I was chatting to me mate Andrew Myers on Twitter this morning, and he brought this Twitter exchange about - basically - the death of CFQuickDocs at Adobe's hands to my attention:
Is CFQuickDocs not working anymore :( not getting results for CF9 #coldfusion
— Mark Mandel (@Neurotic) September 13, 2013
@Neurotic no and I told him ages ago, I think adobe broke it by moving their docs. Try http://t.co/FM8RmB66F0
— Russ Michaels (@RussMichaels) September 13, 2013
@RussMichaels errr... We broke it?
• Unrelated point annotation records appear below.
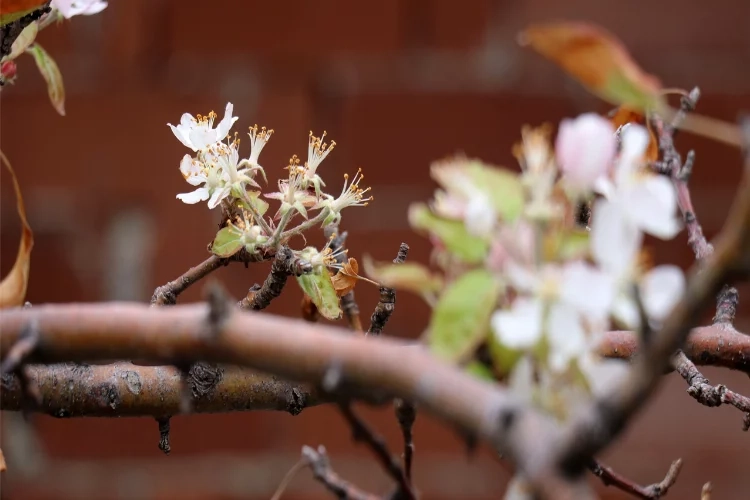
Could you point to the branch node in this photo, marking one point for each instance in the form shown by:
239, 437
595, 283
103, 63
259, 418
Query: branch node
387, 303
164, 435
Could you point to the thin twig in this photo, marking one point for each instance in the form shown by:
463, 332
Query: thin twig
387, 302
406, 414
361, 432
349, 305
284, 265
321, 467
611, 478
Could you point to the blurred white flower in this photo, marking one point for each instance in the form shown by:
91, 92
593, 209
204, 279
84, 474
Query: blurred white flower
70, 8
199, 133
585, 148
645, 200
If it was screen scraping you can't really blame us, right?
— Raymond Camden (@cfjedimaster) September 13, 2013
@cfjedimaster no but as they all broke at the same time it seems like a fair assumption
— Russ Michaels (@RussMichaels) September 14, 2013
@RussMichaels just saying - I wouldn't say it is our "fault" per as ;)
— Raymond Camden (@cfjedimaster) September 14, 2013
@cfjedimaster ok "adobe moving their focs is the cause", is that better ?
— Russ Michaels (@RussMichaels) September 14, 2013
@RussMichaels heh sure. Never a good idea to rely on scraping IMO
— Raymond Camden (@cfjedimaster) September 14, 2013
@cfjedimaster @RussMichaels CF doco is Creative Commons licensed yeah? Is there any way to get an export of the data other than scraping?
— am2605 (@am2605) September 14, 2013
@am2605 @RussMichaels no idea
— Raymond Camden (@cfjedimaster) September 14, 2013
@cfjedimaster @RussMichaels um pretty sure the answer is no. Which is why people resort to screen scraping
— am2605 (@am2605) September 14, 2013
@cfjedimaster @RussMichaels I would say we can blame @Adobe, yes. Unless There's like an API to request the docs that we're unaware of?
— Adam Cameron (@dacCfml) September 14, 2013
This irks me a bit... Andrew's right (I think) in that there's no other way of getting at this data other than scraping the page: there seems to be no API to get it. So Ray's response (although speaking appreciably frankly and not as an official Adobe position) is a bit unhelpfully dismissive here. This is unusual for him!
So... anyway... screw Adobe. I've decided I'm gonna scrape all the doc data I can, convert it to JSON, and stick it somewhere for people to access. As a first step I'm just gonna stick the JSON docs up on github somewhere (for everyone to use, as is the intent of Creative Commons), and from there maybe build a site that exposes a REST API to fetch individual documents or something. I have no actual plan of attack yet, I hasten to add.
One interesting thing I notice. The CF9 docs are explicitly covered by Creative Commons:
However the ColdFusion 10 docs are not. They are, instead, explicitly copyrighted. So I shan't be scraping those ones until I get clarification (which I will actively seek, and report back). This does seem rather contrary to the spirit of wikifying the docs... so they are soliciting public input, but basically keep all that work for themselves. Not very community-spirited. Just soliciting slave-labour, really.
The CF8 docs are explicitly copyrighted, in the Legal Notices page:
If this guide is distributed with software that includes an end user agreement, this guide, as well as the software described in it, is furnished under license and may be used or copied only in accordance with the terms of such license. Except as permitted by any such license, no part of this guide may be reproduced, stored in a retrieval system, or transmitted, in any form or by any means, electronic, mechanical, recording, or otherwise, without the prior written permission of Adobe Systems Incorporated.I shall seek written permission to archive it for public use.
The ColdFusionMX 7 docs are copyrighted to Macromedia (and by implication, Adobe):
ColdFusion Documentation(I'll stop checking now).
Copyright © 1997-2004 Macromedia, Inc.
All rights reserved.
OK. I'm off to work out how best to scrape all this CF9 documentation.
Comments / suggestions, as always, welcomed.
--
Adam